I’m equally hesitant to jump on the “green tea is healthy” train to promote tea products that I sell, because I am more concerned with whether the green tea tastes good and I’m not really going to be able to make any more sense of the published research than any other lay person.
On eGullet, I remember someone was concerned about the risk of cancer from certain vegetables like fiddlehead fronds and the like, and the gist was “why would you take the risk.” Well, smoked foods, seared meats, and any number of regularly consumed foods carry similar risks; you’re not eating a death sentence unless you’re being force fed like a lab rat.
If we stop treating food like medicine and spend more time just enjoying a variety of things in moderation, I’m sure we’d be better off for it.
And as much as I like high fiber foods, I’m thankful that oat bran is no longer so damned trendy.
I liked the article. I need more reasons to think less scientifically about how I eat, and instead just enjoy good food (leaving me more mental energy to angst over getting more exercise).
One thing I wondered about, though, is how seriously to take his suggestion to eat according to some traditional food culture. Didn’t he give an example of how one of those food cultures (Chinese and Japanese) were susceptible to an illness due to favoring white rice over the whole sort?
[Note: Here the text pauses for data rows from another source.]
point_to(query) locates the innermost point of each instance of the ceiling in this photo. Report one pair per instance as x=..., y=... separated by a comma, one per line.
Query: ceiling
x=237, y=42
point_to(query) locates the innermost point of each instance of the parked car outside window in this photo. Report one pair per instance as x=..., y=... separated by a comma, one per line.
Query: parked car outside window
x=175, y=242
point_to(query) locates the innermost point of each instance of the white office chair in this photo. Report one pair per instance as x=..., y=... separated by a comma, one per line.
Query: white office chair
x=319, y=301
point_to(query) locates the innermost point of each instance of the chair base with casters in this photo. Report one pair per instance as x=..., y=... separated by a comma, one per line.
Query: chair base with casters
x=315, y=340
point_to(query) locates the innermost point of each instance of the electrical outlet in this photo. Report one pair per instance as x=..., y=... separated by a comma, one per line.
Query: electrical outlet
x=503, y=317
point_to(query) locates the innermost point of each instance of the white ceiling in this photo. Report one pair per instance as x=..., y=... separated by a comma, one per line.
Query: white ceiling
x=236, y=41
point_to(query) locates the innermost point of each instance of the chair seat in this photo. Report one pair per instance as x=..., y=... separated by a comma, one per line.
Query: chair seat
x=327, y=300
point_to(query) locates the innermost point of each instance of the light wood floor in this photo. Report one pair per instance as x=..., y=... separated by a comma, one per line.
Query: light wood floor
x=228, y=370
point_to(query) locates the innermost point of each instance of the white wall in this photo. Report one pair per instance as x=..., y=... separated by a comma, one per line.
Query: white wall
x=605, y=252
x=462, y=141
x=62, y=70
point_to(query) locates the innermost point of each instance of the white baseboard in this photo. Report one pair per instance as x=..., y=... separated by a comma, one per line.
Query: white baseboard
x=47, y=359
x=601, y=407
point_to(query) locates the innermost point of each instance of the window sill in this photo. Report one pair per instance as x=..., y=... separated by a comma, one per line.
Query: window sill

This makes me think that while it’s not bad advice, it should be taken with a grain of salt ahem. Even traditional food cultures have some mistakes we can learn from rather than repeat.
(Except now I feel like I’ve insulted sushi chefs everywhere. Please forgive me! Do not withhold the delicious sushi!)
Yeah, traditional food cultures just don’t translate. Although I think I could handle a traditional Thai diet forever.
in thailand, they just call it “food.”
My main problem was with his nine rules at the end. Clearly, he should have stopped with “Eat food. Not too much. Mostly plants.” His rules include “Get out of the supermarket whenever possible” and “Cook. And if you can, plant a garden.” If you’re really serious about getting Americans to eat more plants, you need to reach them at the supermarket. You need to make the plants easy and convenient to eat (frozen Brussels sprouts, for example). Many people don’t want to spend a lot of time cooking (because they don’t have time, or don’t enjoy cooking, and there’s nothing wrong about that–that would be ME, if Matthew weren’t here to cook dinner), and they shouldn’t have to.